Reflector: Catherine Chambers

Reflections of Lightning Talks 1

A collaborative learning environment requires engagement to be effective - and the School of Chemistry and Physics certainly came up trumps with their creative approach to assessment for their third-year medicinal chemistry module. In the first of three lightning talks, Tess Philips explains that they considered what might motivate and engage students - and concluded that group presentations across MS Teams wasn’t the best way forward. Students were asked to create cards based on the Top Trumps format, to evaluate drugs under specific criteria, with an element of reflective analysis involved to explain the justification for their ratings. This fun approach to re-thinking assessment beyond group presentations demonstrates how different formats can increase participation and student engagement, regardless of the subject matter.

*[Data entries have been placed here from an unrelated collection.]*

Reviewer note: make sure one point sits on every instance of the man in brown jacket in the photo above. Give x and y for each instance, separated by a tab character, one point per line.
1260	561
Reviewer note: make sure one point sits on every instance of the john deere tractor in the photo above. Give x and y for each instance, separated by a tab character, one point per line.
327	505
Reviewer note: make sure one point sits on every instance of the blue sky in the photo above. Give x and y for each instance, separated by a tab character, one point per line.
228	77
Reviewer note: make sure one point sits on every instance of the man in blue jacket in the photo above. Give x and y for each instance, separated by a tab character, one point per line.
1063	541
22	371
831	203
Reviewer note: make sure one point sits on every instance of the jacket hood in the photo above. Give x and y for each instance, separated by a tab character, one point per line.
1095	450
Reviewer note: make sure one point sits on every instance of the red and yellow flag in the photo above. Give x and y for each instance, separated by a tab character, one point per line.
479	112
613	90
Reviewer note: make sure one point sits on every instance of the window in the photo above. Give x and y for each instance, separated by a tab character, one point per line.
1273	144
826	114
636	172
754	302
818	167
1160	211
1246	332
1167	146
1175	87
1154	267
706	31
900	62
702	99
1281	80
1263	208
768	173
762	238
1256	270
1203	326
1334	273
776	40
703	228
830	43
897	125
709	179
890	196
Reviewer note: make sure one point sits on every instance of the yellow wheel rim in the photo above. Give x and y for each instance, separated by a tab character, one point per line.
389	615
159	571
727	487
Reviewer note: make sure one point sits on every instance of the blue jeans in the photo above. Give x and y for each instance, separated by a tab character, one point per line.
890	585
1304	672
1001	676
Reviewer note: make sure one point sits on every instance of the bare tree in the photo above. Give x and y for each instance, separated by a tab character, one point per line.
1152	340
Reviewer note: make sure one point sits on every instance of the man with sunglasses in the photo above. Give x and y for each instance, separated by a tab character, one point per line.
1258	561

Similarly, Rose O’Byrne’s short presentation on using Sway to deliver asynchronous learning online is a good illustration of how a simple tool can be used across teaching and learning to increase engagement. Part of the MS Office Suite, Sway is easy to use and adaptable with the ability to embed quizzes, audio clips, video and images. Rather than creating a recorded lecture, Rose, a lecturer from the School of Pharmacy and Bioengineering, explains how she combined video with text cards to encourage student interaction with the content and to support inclusive learning through delivering flexible learning in bite-sized chunks. Another benefit of Sway is that it generates quantitative data in the form of simple analytics, which alongside student feedback, provides insights into the usefulness of Sway as part of a blended learning approach.

Sharing data proved to be a valuable part of the learning process for KBS and the School of Law. The third lightning talk, ‘A Birds Eye View of Cross Faculty Bridges’ is a good example of how effective cross-school collaboration can be. The presentation explains how the two different schools joined forces to map their approaches to student support and create more consistent messaging in particular for students of combined studies, through establishing clear communication channels and sharing ideas and information that crucially supported progression and completion of studies.

The final lightning talk, ‘One Platform to Rule them All – How I Learned to Love Notion’ exemplifies student-centred learning. Professor of History Aristotle Kallis demonstrates how he uses ‘Notion’ (a database to create a customised learning environment that ‘lives’ in MS Teams but can work across platform) for his third-year urban history module. Content on Notion is tagged so it can be reconfigured in different ways according to how students want to learn for example, whether week by week, the whole directory or by lecture content or online resources.